It's insistent, reaching me through a light slumber, nudging at consciousness. I've dozed off looking out the window at passing scenery. I was last aware of a charming little town with blue and white sailboats in a cozy harbor, somewhere in Connecticut.
There it is again. My thoughts are still swimming elsewhere, but they finally acknowledge the audible presence of a train whistle. It's like being wrapped in a warm stream of sound. Everything around me encourages somnolence.
Two days before, a friend and I had boarded a bus in Boston and been deposited on a street corner in Chinatown, New York City, at noon. The temperature was 94, with humidity to match. After two busy days in the city, and with the first warm drops of a late afternoon thunderstorm beating down on us, we agreed that the next train home - at any price - was preferable to a trek back down to Chinatown and a wait in the rain.
So I am snuggled into the plush seat of Amtrak's Acela, business class at that. I am comforted in body and spirit, and the train whistle caresses my hearing.
In literature the train whistle has often been the siren call luring restless youths out into a barely imagined new world. But for me it is not where the train is going but the sound itself that fascinates.
For the past two years I lived in a township where three railroads passed through an east-west corridor lined by the boxy gray structures of light industry. Along the south edge - my side - was marshland. And while trees and murky waters dampened most of the noise, the passing trains still left audio tracks as their whistles resonated through the corridor.

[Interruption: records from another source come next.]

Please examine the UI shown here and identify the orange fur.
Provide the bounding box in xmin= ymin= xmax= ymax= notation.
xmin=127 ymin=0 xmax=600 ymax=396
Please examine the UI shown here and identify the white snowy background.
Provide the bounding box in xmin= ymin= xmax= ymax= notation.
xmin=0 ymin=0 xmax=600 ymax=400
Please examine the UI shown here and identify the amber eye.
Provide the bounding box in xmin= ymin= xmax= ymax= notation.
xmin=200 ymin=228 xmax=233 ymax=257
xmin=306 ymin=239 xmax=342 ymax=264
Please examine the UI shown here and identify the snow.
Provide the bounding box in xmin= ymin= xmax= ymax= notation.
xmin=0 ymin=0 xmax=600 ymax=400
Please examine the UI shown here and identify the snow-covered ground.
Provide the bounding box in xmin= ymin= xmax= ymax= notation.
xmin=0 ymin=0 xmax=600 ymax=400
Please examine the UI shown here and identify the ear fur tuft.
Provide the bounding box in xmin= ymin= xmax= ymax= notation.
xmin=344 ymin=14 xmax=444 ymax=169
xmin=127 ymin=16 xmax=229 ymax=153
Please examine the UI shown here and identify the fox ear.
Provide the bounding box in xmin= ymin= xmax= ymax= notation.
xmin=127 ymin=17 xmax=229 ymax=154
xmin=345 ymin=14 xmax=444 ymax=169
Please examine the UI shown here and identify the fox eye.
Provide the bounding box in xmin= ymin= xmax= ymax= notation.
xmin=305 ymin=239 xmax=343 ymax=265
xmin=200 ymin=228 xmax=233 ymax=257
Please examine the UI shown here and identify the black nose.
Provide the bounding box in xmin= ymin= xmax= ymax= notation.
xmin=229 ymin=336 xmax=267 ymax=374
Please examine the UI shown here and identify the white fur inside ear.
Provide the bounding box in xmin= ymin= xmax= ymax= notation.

I hesitate even to call the sound a whistle, since that word conveys a shrill, high-pitched intrusion. This vibrancy comes out of a distant nowhere with a few staccato pushes. Then a sustained ribbon of sound expands in intensity and duration, hovers, and decays into ripples over the landscape. At last it echoes back from a low ridge of hills farther south.
When I worked from home, train whistles were often the only daytime sounds. They were welcome companions, gently merging with my memories of freight trains passing on the far side of a farm field near our Indiana home. Along with the heat of summer, the train whistles were part of the landscape.
Curled up in the train seat now, I both hear and feel the sound, and a few thoughts gather around the solfège syllables do, me, the music student's guide to a minor third. "To certain primitive minds, minor means sad," a master teacher in singing once commented. But sad is also akin to the word satisfied, so perhaps the train's voice speaks as both.
I can't decide if I am hearing alternating sounds on do and me that immediately blend into a minor stream, or if the whistle produces a composite envelope of sound, outlining that interval. Perhaps it's a single clear tone cushioned in a vast field of disparate vibrations. When my husband and I were in the sound-system business, I learned to recognize musical instruments by their patterns on an oscilloscope. Would a train whistle appear as a single clear line on a field of gray squiggles?
I think back on similar sounds: the wheezing of my German uncle's accordion; the lonely wail of a harmonica in a back-road Arizona general store; the magnificence of the pipe organ's diapason filling St. John the Divine only yesterday.
I could never resolve this phenomenon when fully awake and hearing it from afar. Much less can I divine it when half-dozing, enveloped in it, and lulled by the motion of the train. I stop trying and just absorb the impulsions in the air until I feel like a complementary listening instrument. Then silence returns. I'm satisfied.